Hi @bada5150, welcome to the forum.
There are a few things going on:
You must always check whether the solver found a solution before querying value. See Solutions · JuMP. In this case, solution_summary(m) would tell you:
julia> solution_summary(m)
* Solver : Ipopt
* Status
Result count : 1
Termination status : INVALID_MODEL
Message from the solver:
"Invalid_Number_Detected"
* Candidate solution (result #1)
Primal status : UNKNOWN_RESULT_STATUS
Dual status : UNKNOWN_RESULT_STATUS
Objective value : 0.00000e+00
Dual objective value : 0.00000e+00
* Work counters
Solve time (sec) : 1.16706e-03
Barrier iterations : 0
Ipopt found an invalid number because it tried x[2] = 0 as a solution, which is undefined because of the x[2]^-2.
Ipopt tried this value because the default starting point is x = 0, and no bounds were specified.
Instead of writing bounds as @NLconstraint(m, 0.020<=x[2]<=0.125), you should instead declare them when creating the variable: @variable(m, 0.020 <= x <= 0.125).
As another minor point, the @NL interface is now legacy. You can use the regular @objective and @constraint macros. See Nonlinear Modeling · JuMP.

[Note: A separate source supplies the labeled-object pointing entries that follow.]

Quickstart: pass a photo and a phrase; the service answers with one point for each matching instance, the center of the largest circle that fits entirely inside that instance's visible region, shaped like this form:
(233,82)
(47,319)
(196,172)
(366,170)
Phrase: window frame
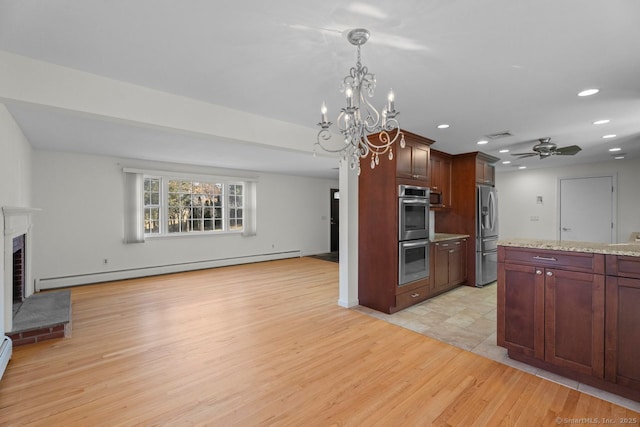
(226,182)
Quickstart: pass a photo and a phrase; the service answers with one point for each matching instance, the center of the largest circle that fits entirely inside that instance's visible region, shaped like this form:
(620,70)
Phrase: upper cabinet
(440,179)
(485,170)
(413,160)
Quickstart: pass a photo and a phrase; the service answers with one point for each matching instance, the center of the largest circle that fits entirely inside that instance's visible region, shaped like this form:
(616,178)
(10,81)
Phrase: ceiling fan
(545,148)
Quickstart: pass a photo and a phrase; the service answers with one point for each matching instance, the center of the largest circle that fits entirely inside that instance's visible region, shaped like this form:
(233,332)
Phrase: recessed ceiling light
(588,92)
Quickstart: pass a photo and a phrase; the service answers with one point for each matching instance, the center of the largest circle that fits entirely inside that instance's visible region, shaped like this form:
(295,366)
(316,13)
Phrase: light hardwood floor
(264,344)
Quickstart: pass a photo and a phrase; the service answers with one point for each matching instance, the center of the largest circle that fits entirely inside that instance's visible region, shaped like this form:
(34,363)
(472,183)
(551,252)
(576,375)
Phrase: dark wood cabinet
(461,218)
(572,313)
(622,335)
(574,321)
(378,226)
(448,264)
(440,177)
(521,309)
(413,160)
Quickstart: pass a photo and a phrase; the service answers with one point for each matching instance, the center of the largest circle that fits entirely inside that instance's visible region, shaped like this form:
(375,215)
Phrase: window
(186,206)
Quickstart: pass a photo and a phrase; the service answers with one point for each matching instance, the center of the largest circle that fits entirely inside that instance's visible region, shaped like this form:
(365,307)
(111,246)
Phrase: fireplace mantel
(17,221)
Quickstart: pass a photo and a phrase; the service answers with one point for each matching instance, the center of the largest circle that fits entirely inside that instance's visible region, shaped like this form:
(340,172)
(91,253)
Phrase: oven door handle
(413,244)
(414,201)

Here is how I would write your model:
using JuMP, Ipopt
model = Model(Ipopt.Optimizer)
l = [0.254, 0.020]
u = [Inf, 0.125]
@variable(model, l[i] <= x[i in 1:2] <= u[i])
@objective(model, Min, pi * (x[1] + x[2])^2)
@constraint(model, 0.0653 * (2 * x[2])^-2 <= 30)
optimize!(model)
@assert is_solved_and_feasible(model)
println("Optimal Objective function value =", objective_value(model))
println("Optimal solution =", value.(x))
It returns:
julia> println("Optimal Objective function value =", objective_value(model))
Optimal Objective function value =0.24162137335214304
julia> println("Optimal solution =", value.(x))
Optimal solution =[0.2539999914381088, 0.02332738162717634]